Letter: Entering the USA | PostIndependent.com

Letter: Entering the USA

If I break into your house it is called “illegal entry” because it is against the law for me to do so. If you come across any border of the United States of America without USA-demanded documentation it is illegal entry because it is against the law of our country.

My parents were legal immigrants during the 1920s and this is the process that was demanded of them before they could enter the United States of America. First of all they applied in their native country because the USA had an annual quota system (i.e., X numbers of French, Y numbers of British, X number’s of Germans and so on).

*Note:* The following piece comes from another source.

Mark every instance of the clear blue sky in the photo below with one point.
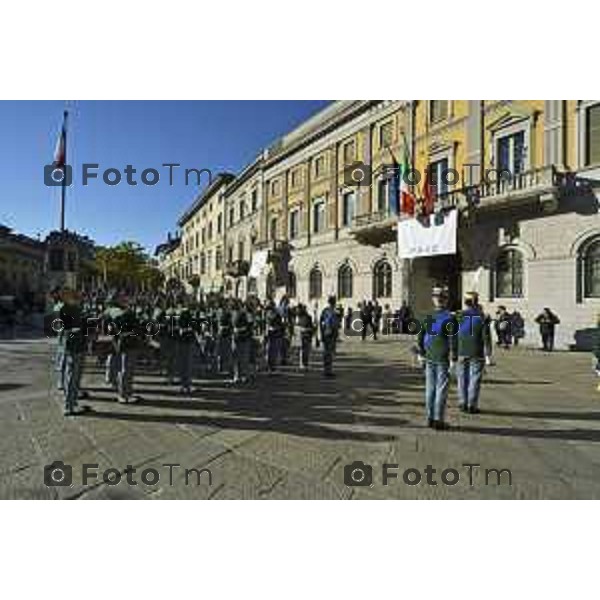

Then if you got into that quota while still in your native country, you had to submit to a physical, produce a letter that was an offer of employment in the USA, and finally you had to have a legal, notarized document stating that a specific U.S. citizen would be responsible for your health care, food, clothing and shelter costs if you couldn’t pay them yourself.

The American taxpayers were not responsible for providing for you. Once you arrived at Ellis Island, you had to produce the sponsor letter, the letter of an offer of employment and pass the same physical that you took in your native country. Why? Because if you could not meet these requirements you were denied entry to the USA, and the captain of the ship that brought you over was required by law, at his company’s expense. to take you back to your native country.

My parents were born in Germany, but they took their citizenship tests in English, driver’s license tests in English and voted on English-only ballots. There were no ballots in any other language. My brother and I were taught in public schools and universities in one language only — English.

The immigrants who entered legally had made an effort to get here and were for the most part very grateful for the opportunity. These immigrants and their successive generations are who made this great nation. I have never met a native-born American more appreciative of this country and patriotic than my parents, who had a point of reference on how life could be and often was for those living in other countries.